What's a side remark called when it's meant as something sarcastic or secretive?
What do you call the gesture when someone makes a sarcastic or parenthetical side-comment? It's usually something related to the original comment that's said quietly to someone else, sometimes sarcastic, sometimes secretive. In movies, the person puts their hand at an angle near their mouth and usually raise an eyebrow if it's sarcastic. I know there's a name for that kind of gesture -- anyone know what it is? I found "side remark" in the thesaurus but it doesn't have any words that indicate something quietly shared away from or about the source comment.
Solution 1:
Snide
adjective
3 : slyly disparaging : insinuating < snide remarks >
Snide remarks
Snide remarks are the kinds of things people say with a sneer on their face. When you leave a movie theater and your friend says, “I can't believe someone was actually paid to write that screenplay,” he's being snide.
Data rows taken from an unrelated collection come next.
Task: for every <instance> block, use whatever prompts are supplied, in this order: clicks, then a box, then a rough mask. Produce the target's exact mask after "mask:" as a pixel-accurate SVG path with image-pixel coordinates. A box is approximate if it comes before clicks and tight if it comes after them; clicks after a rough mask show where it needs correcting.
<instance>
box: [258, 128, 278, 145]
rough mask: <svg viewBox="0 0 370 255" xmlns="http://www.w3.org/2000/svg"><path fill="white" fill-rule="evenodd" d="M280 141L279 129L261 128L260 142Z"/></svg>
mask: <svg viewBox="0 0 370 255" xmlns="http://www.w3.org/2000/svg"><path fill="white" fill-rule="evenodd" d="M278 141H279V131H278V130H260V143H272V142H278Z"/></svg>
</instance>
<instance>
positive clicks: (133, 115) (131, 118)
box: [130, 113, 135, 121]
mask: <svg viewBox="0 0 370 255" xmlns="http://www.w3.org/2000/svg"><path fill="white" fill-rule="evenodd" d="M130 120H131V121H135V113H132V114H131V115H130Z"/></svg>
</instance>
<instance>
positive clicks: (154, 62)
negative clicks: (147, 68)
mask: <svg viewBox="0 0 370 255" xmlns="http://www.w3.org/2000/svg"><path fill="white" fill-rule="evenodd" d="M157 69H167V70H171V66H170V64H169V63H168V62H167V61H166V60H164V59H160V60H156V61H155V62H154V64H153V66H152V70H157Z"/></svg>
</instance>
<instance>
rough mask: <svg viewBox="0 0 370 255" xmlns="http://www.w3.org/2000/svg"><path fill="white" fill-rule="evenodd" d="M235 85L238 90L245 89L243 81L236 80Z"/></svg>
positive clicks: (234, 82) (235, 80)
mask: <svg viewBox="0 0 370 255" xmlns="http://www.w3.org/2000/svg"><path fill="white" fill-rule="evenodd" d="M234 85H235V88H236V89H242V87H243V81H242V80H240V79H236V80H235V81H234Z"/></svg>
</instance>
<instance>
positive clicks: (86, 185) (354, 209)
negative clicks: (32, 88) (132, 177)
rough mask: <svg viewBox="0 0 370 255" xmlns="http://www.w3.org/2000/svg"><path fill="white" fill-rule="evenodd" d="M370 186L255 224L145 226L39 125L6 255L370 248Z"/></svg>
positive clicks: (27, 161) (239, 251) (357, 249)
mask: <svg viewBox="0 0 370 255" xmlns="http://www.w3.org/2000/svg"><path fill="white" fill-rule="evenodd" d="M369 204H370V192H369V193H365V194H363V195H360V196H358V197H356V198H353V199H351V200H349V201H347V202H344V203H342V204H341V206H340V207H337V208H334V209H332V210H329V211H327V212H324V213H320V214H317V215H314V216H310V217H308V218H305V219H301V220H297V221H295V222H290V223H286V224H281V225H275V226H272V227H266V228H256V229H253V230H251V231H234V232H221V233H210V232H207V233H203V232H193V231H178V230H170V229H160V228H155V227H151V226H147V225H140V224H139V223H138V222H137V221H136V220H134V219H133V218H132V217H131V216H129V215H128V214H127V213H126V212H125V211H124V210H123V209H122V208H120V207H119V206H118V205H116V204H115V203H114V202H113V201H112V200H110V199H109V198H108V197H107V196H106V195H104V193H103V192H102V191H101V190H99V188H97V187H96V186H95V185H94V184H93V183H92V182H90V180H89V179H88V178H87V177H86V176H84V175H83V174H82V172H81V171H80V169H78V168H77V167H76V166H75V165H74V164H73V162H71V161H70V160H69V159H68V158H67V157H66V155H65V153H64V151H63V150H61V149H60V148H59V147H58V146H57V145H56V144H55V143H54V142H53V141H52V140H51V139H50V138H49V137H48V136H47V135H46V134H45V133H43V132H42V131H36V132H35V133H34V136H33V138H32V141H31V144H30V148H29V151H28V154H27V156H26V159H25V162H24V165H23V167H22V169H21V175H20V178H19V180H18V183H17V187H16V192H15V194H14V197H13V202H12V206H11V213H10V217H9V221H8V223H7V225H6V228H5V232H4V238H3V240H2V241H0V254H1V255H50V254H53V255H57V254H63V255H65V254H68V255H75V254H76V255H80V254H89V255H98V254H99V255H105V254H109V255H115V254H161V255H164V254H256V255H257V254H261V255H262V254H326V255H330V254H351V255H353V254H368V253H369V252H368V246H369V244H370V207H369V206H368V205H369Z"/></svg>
Another possibility, which doesn't have the malicious connotation is to "interject"
interject
vb (tr)
- to interpose abruptly or sharply; interrupt with; throw in: she interjected clever remarks.
- to come between; interpose
interjection
noun
- the act of interjecting.
- something interjected, as a remark.
- the utterance of a word or phrase expressive of emotion; the uttering of an exclamation.
- Grammar: any member of a class of words expressing emotion, distinguished in most languages by their use in grammatical isolation, as Hey! Oh! Ouch! Ugh! Any other word or expression so used, as Good grief! Indeed!